1. Patients who have jejunal tubes
2. Patients <18 years old.
3. Treatment with teriparatide or calcitriol (Rocaltrol) within 1 month prior to surgery
4. Treatment with a bisphosphonate within 3 months prior to surgery
5. Hypercalcemia (corrected serum calcium >10.5mg/dL) or hypocalcemia (corrected serum calcium <8.4mg/dL) on preoperative labs (drawn within 21 days of surgery)
6. Paget's disease of bone
7. Elevated alkaline phosphatase > institutional upper limit of normal (ULN)
8. History of external beam irradiation to the skeleton
9. History of skeletal metastases
10. History of untreated gout
11. History of unstable angina pectoris
12. History of symptomatic orthostatic hypotension
13. Pregnancy (as screened by a serum/urine pregnancy test) or breast-feeding. Female subjects of childbearing potential must have a negative pregnancy test within 7 days of surgery. Postmenopausal women (absence of menses for 12 months) or women with history of hysterectomy or bilateral oophorectomy will not be required to have a pregnancy test.
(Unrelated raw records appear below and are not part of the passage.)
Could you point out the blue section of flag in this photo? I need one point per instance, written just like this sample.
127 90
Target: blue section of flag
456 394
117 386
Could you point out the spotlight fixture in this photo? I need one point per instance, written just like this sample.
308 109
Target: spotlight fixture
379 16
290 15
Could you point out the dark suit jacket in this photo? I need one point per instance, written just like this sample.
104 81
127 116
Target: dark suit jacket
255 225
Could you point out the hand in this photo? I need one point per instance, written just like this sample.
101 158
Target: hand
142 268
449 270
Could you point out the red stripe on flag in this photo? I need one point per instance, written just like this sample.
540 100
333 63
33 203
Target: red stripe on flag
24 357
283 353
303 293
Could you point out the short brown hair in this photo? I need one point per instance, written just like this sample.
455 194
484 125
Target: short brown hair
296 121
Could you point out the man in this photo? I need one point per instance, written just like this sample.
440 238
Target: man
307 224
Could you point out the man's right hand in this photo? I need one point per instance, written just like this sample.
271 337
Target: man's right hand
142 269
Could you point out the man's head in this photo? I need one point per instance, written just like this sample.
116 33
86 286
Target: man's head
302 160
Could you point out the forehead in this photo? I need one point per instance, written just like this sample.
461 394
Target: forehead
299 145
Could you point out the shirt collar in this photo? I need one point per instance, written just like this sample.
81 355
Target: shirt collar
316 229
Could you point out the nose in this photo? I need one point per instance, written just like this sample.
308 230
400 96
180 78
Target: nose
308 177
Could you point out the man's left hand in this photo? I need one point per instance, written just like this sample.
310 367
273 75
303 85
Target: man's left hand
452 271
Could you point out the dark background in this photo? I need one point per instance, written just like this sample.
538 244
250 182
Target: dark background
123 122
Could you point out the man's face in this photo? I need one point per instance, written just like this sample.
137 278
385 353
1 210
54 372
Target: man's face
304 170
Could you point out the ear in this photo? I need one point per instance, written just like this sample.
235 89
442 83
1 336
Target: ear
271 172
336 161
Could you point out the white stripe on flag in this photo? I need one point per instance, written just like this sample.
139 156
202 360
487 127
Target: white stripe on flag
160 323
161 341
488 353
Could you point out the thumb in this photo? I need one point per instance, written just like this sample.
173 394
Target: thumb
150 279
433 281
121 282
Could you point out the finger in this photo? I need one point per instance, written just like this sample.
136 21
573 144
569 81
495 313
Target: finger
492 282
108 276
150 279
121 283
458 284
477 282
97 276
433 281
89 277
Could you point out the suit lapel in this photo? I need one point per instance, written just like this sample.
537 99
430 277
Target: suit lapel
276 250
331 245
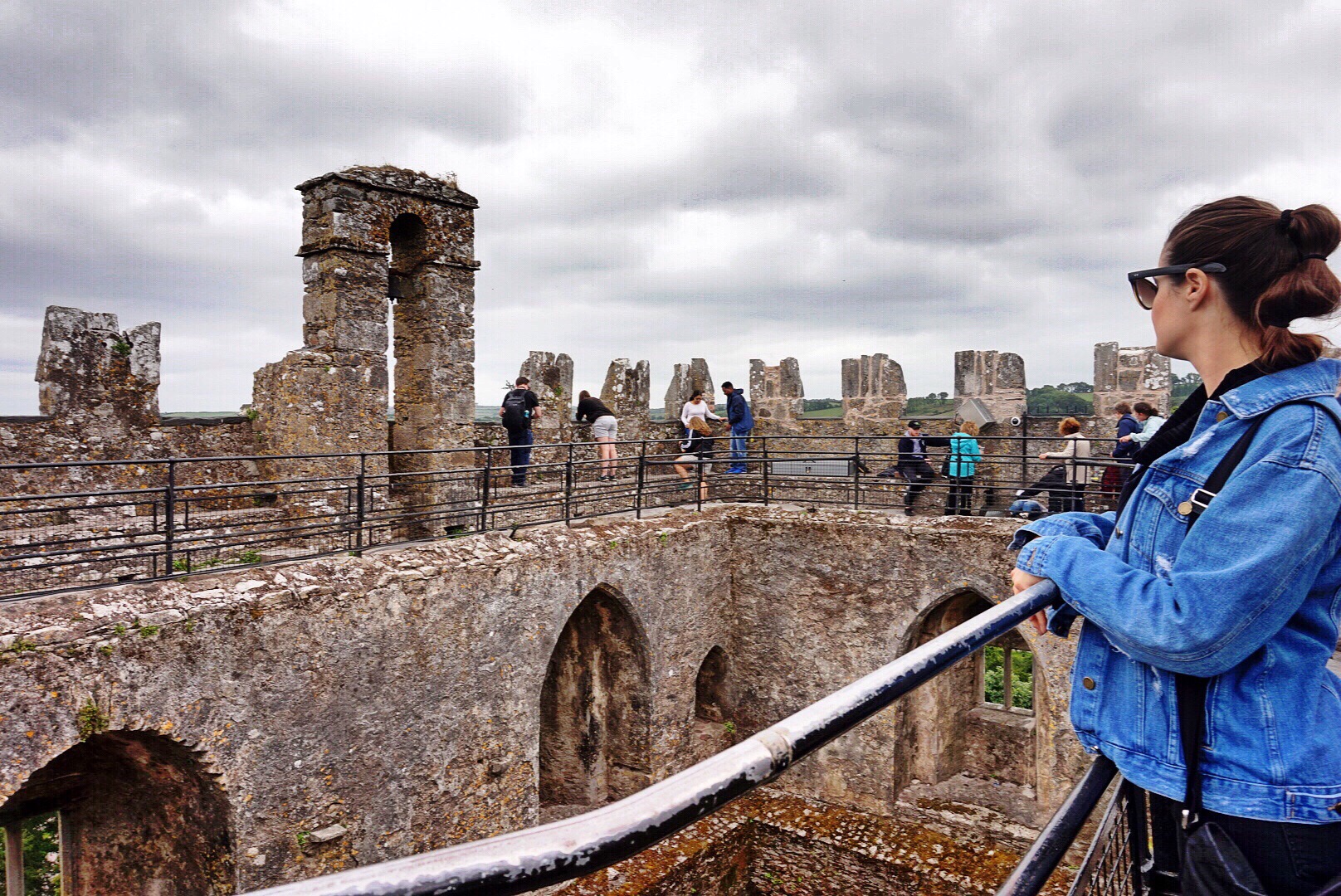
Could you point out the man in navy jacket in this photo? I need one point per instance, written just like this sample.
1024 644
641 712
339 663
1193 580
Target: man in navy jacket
742 421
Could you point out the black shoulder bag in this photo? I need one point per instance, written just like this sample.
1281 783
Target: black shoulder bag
1212 861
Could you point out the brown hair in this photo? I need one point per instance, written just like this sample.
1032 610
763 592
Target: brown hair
1275 269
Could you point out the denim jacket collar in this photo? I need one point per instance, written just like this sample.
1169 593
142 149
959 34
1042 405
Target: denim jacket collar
1319 378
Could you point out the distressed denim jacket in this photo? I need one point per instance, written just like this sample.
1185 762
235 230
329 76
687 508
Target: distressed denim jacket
1250 597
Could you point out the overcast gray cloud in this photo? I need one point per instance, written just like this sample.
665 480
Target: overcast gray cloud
729 180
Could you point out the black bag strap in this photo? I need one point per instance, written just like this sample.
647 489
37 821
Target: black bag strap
1191 691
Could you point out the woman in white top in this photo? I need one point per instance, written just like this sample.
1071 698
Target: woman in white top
1077 448
696 407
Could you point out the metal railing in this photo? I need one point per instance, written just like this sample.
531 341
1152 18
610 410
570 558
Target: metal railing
566 850
76 524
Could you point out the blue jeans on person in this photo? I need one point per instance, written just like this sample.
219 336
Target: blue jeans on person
738 448
520 441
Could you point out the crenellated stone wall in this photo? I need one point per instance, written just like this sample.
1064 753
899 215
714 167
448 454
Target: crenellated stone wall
391 700
687 378
551 381
775 392
873 388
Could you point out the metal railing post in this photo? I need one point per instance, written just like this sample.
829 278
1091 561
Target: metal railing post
856 472
1023 451
485 489
764 467
169 517
568 487
359 485
642 467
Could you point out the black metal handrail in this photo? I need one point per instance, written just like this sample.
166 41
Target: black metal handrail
572 848
59 533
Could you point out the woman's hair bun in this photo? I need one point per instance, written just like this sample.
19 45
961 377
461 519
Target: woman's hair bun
1308 289
1270 278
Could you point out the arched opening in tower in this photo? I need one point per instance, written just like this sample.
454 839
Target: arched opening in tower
129 813
711 698
977 718
596 707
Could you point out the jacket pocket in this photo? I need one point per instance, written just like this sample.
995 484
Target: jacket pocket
1160 530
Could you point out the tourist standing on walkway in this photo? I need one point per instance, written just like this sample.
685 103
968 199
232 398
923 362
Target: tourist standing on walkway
696 407
1114 475
519 408
1127 424
1151 423
1077 474
742 421
1210 617
695 452
912 461
605 430
960 469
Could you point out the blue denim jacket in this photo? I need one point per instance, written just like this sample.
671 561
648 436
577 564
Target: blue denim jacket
1250 597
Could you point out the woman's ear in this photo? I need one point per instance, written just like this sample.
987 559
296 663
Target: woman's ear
1197 289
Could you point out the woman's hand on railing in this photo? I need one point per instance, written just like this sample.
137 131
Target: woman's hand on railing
1021 580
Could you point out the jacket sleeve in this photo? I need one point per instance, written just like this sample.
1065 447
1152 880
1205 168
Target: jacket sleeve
1239 576
1093 528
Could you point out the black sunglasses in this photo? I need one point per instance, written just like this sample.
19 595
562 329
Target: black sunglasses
1144 286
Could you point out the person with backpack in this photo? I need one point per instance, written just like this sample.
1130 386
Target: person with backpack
912 461
960 467
1210 596
519 408
1151 423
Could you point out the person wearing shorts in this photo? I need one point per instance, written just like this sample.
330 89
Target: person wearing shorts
605 430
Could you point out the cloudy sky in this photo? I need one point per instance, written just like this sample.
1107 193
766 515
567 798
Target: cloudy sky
657 180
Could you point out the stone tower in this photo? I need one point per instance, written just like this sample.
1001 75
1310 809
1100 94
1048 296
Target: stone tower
1129 374
775 392
372 237
995 380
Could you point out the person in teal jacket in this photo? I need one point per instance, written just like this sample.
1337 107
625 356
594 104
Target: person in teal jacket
1250 597
960 467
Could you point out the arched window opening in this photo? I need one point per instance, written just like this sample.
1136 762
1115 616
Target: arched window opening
1007 674
596 709
122 813
975 719
711 702
409 248
34 855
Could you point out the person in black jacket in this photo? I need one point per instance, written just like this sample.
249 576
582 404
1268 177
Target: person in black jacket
912 461
519 408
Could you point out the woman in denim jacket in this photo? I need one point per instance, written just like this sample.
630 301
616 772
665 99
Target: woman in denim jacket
1250 597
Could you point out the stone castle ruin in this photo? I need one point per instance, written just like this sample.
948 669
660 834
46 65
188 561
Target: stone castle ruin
388 251
237 728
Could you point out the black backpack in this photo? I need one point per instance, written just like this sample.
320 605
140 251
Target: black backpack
515 412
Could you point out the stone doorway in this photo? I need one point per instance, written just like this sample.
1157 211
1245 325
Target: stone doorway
136 815
596 709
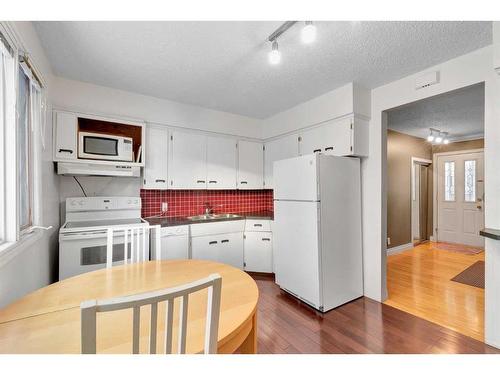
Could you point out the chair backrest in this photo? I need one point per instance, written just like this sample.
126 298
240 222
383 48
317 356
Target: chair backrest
213 283
135 243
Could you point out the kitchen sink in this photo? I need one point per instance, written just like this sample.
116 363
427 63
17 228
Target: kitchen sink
213 217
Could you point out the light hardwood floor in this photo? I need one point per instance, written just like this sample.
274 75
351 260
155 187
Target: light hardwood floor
418 282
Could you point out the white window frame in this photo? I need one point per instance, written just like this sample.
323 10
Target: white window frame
10 234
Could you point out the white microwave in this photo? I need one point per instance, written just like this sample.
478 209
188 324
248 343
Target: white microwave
105 147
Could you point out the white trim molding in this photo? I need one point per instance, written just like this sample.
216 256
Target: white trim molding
399 249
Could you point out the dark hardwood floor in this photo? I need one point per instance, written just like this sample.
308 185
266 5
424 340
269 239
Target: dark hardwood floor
286 325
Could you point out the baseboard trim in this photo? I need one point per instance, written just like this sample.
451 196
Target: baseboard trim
400 248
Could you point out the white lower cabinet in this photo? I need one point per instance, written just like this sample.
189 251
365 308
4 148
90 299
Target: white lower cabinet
224 248
258 249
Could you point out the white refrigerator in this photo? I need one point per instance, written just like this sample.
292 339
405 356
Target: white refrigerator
317 229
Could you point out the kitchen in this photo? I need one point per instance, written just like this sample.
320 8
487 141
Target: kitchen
275 200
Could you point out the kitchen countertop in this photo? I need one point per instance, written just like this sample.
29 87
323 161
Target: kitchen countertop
174 221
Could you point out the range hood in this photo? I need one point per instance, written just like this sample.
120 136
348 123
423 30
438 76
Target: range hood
94 169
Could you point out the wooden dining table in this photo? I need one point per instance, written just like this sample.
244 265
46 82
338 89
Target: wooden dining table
48 320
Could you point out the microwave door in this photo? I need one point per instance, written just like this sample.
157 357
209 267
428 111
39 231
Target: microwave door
82 252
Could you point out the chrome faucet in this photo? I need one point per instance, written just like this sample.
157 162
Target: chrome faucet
209 209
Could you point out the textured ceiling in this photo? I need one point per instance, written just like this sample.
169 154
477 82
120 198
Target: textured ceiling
460 113
223 65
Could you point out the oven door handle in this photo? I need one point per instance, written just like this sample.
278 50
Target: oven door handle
83 235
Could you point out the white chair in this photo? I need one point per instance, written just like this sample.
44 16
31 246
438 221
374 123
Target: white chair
137 236
89 310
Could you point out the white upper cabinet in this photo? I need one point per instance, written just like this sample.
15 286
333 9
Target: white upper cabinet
155 170
343 137
311 141
278 149
65 145
250 165
221 163
188 167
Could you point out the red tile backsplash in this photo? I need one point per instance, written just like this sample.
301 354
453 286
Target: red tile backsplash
192 202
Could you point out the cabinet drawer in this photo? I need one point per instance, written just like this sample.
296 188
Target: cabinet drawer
258 250
204 229
253 225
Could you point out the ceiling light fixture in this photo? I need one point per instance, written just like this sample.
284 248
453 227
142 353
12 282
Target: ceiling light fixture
430 137
308 33
439 138
274 54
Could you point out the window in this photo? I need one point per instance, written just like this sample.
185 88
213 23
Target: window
24 151
20 116
449 181
7 101
470 180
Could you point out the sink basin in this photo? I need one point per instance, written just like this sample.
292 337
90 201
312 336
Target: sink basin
200 217
213 217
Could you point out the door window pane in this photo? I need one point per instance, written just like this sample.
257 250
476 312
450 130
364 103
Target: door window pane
449 181
470 180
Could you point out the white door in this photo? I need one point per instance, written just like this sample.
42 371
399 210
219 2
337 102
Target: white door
175 247
295 236
155 170
221 163
460 198
278 149
231 249
205 247
65 142
258 250
188 168
250 165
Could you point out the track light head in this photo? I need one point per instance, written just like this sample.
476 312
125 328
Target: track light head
308 33
274 55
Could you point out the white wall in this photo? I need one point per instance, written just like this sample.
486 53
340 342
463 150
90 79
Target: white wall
32 265
94 99
463 71
336 103
89 98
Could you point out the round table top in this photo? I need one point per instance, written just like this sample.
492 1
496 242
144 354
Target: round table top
48 320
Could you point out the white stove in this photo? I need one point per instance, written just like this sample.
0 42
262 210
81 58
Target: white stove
82 238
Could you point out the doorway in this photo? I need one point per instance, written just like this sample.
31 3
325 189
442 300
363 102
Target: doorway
460 197
420 200
435 208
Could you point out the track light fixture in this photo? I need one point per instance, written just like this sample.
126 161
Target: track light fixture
274 54
308 35
438 136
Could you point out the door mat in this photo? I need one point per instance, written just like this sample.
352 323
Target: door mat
457 248
473 275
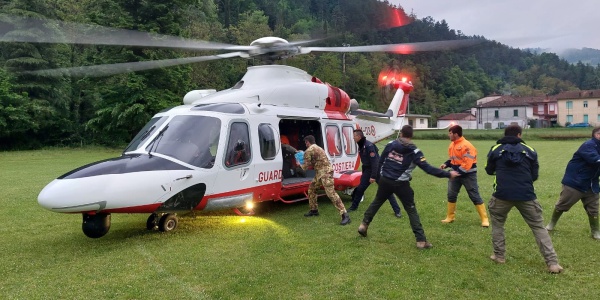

Male and female patients of reproductive potential must agree to utilize an effective form of contraception throughout the study period. The definition of effective contraception will be based on the judgment of the Investigator or designated associate.
14. Hepatic and renal dysfunction defined by the following parameters: (a) Serum AST (SGOT) and ALT (SGPT) > 3 times the institutional ULN, (b) Total serum bilirubin > 2 times the institutional ULN, (c) Serum creatinine > 1.5mg/dL or estimated creatinine clearance < 40mL/min
15. Psychiatric illness or social situation that would limit compliance with study requirements
16. Concomitant use of digoxin
17. Patients may not be receiving any other investigational agents or have participated in any investigational drug study within 28 days preceding the start of study treatment.